Hybrid AgNPs/MEH-PPV nanocomplexes with enhanced optical absorption and photoluminescence properties

Abstract

Fluorescent semiconducting conjugated polymer nanoparticles (CPNs) are promising candidates for enhanced luminescent devices and bioimaging. The key aspect of all fluorescent materials is their high radiative yield. Combination of CPNs with metal nanoparticles (MNPs) is one of the ways to increase their fluorescent yield. Most of such combinations are introduced in the forms of sophisticated core–shells and thin films or layers. Herein, we synthesized CPNs of poly[2-methoxy,5-(2′-ethylhexyloxy)-1,4-phenylenevinylene] (MEH-PPV) and silver nanoparticles (AgNPs) in aqueous solution in the form of metal–polymer nanocomplexes (MPNCs), which are not only easily achievable but also show significantly enhanced optical absorption and luminescence properties. To synthesize MPNCs, AgNPs with different molar ratios were added to a colloidal solution of CPNs. The adsorption of AgNPs on the surfaces of the CPNs was confirmed by transmission electron microscopy and UV-VIS absorption spectroscopy. Fluorescence and optical absorption spectroscopies revealed a substantial increase in the optical absorption and photoluminescence (PL) intensity of the MPNCs. It was observed that at optimum concentrations of AgNPs and CPNs in the colloidal solution of MPNCs, the PL intensity is enhanced by ∼11 fold.
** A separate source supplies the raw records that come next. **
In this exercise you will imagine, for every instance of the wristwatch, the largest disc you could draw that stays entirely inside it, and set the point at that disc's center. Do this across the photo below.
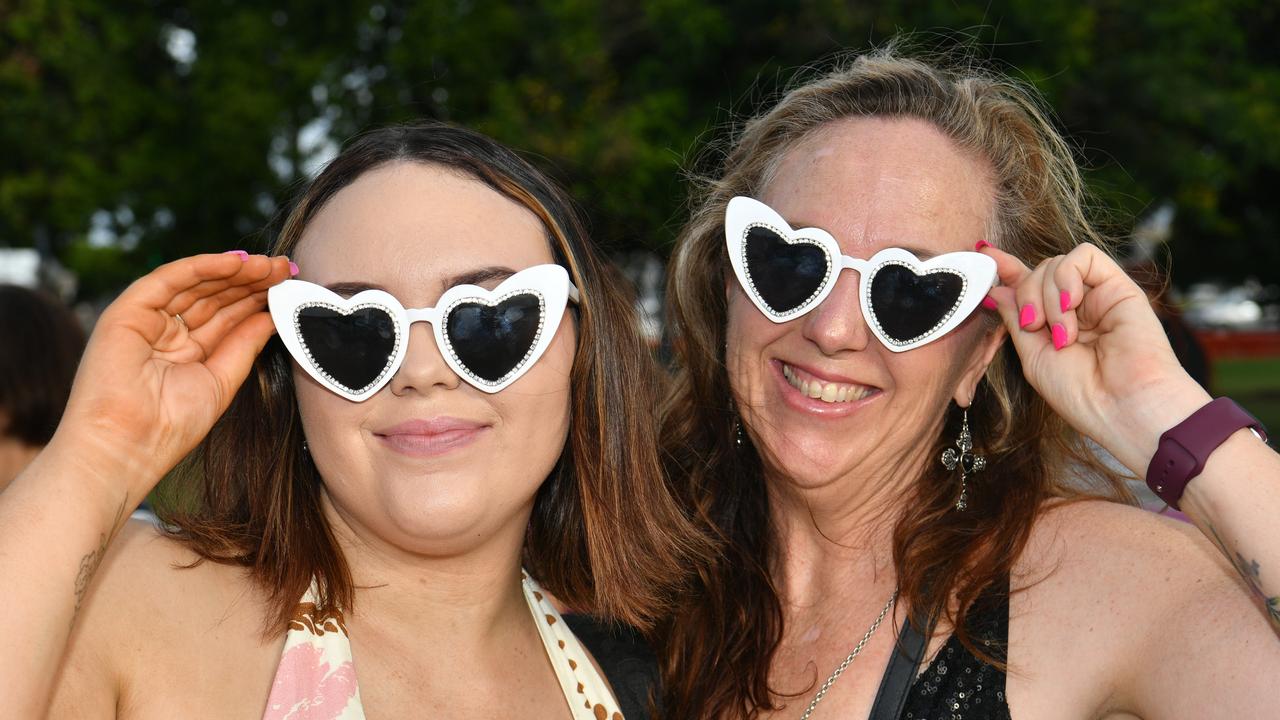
(1185, 447)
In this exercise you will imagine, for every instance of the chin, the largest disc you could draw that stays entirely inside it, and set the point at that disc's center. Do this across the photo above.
(449, 522)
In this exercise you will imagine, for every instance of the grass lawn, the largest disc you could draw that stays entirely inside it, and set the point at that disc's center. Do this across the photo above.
(1255, 383)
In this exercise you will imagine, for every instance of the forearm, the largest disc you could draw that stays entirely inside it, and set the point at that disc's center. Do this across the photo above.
(55, 523)
(1235, 501)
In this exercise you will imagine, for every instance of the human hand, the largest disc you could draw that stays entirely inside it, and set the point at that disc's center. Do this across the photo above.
(1092, 346)
(163, 364)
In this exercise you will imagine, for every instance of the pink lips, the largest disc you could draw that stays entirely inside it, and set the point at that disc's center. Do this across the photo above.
(430, 438)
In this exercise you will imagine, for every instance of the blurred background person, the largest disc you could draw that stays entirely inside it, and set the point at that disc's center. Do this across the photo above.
(40, 346)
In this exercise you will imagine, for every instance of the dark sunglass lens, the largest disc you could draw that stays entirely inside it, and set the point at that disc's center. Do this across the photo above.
(492, 340)
(908, 305)
(352, 349)
(785, 274)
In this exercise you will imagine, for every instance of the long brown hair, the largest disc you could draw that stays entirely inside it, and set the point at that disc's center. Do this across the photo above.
(718, 648)
(606, 533)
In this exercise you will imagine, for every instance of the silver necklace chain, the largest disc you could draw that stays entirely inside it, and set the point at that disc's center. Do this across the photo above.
(840, 669)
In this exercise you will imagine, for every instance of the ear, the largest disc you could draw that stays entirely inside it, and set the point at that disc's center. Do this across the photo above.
(979, 359)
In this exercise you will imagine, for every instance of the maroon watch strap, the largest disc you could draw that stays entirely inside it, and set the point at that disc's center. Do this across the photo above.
(1185, 447)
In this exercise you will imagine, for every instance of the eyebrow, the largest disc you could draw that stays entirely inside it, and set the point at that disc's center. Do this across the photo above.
(920, 254)
(479, 276)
The increase in PL intensity is attributed to the energy transfer from AgNPs to CPNs via near-field-coupling and electric field enhancement in the nanogaps present among the adsorbed AgNPs on the surfaces of the MPNCs, which is confirmed by finite difference time domain (FDTD) simulations. Since the MPNCs as well as their ingredients were prepared in aqueous solutions, we believe that such nanocomplexes could find use not only in enhanced fluorescent devices but also in therapeutics and diagnostics.